AWS ECS / EC2 (preferred for AWS workloads).Vault Agent running on the host or in the task definition, authenticated via the Vault AWS auth method (the EC2 instance profile or ECS task role is verified by Vault using AWS STS). Secrets are written to a tmpfs mount; the application reads them at startup. AWS Systems Manager Parameter Store and AWS Secrets Manager are not used for production secrets — Vault is the single source of truth.
Vultr Cloud Compute or Bare Metal (non-Kubernetes).Vault Agent running on the host, authenticated via AppRole with response-wrapped secret_id rotation. Same tmpfs-rendered-template pattern as ECS.
CI / GitHub Actions. Vault JWT/OIDC auth method keyed to the GitHub OIDC provider; per-job tokens; vault kv get directly in the job. GitHub Actions Secrets are reserved for the bootstrap credential that authenticates the Actions runner to Vault — every other secret used by a job is fetched from Vault per-run.

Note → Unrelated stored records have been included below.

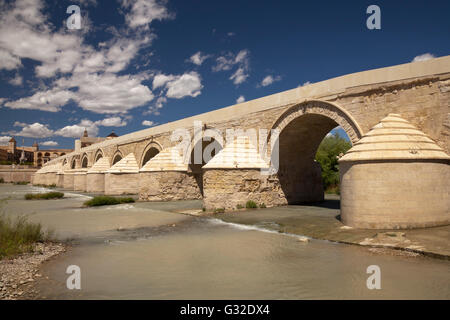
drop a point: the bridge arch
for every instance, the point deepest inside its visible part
(301, 129)
(73, 163)
(151, 150)
(84, 160)
(204, 146)
(324, 108)
(98, 154)
(116, 157)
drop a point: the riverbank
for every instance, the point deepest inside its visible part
(321, 221)
(18, 274)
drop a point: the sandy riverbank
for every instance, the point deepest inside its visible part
(18, 274)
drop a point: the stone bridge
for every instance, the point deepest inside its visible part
(396, 175)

Secret values committed to .env, config.yaml, values.yaml, container images, Helm charts, Terraform state, or any file checked into source. (.env.example with placeholder values is fine and committed; real values are not.)
Secrets baked into a container image at build time — including via ENV directives in a Dockerfile, build-time --build-arg, or a CI step that interpolates a secret into the image.
Secrets stored in plaintext in a Kubernetes Secret object that was created from a static manifest. (Kubernetes Secrets that are populated by Vault Agent at Pod startup are acceptable; static Secret manifests with values are not.)
Secrets passed via a deployment-tool environment block that ends up in shell history, deploy logs, or the orchestrator’s audit trail (e.g., kubectl set env, aws ecs update-service --environment …).
Secrets in CI logs — every CI step that touches a secret must use the runner’s masking and never echo or print it.
Defaults like os.environ.get("API_KEY", "dev-default") or secret or "fallback" — fail closed, not open.
Development secrets live in Dashlane (Developer vault) with shared access for the appropriate team. Production secrets must not be stored in Dashlane. Local development uses .env files generated from the Dashlane developer vault — .env is always .gitignored, and .env.example (committed) carries placeholder values only.For developers running against a non-prod environment that uses Vault, a personal vault login -method=oidc (Rippling SSO) issues a short-lived token; per-team Vault policies scope the developer’s read access to non-prod paths only.
The Vault root token is sealed and used only when normal auth paths are unavailable (Vault sealed, IDP outage with no other admin path, or a compromise scenario). Break-glass use is logged in the IR ticket, all root-token-issued tokens are revoked at the end of the break-glass session, and the root token is rotated immediately after.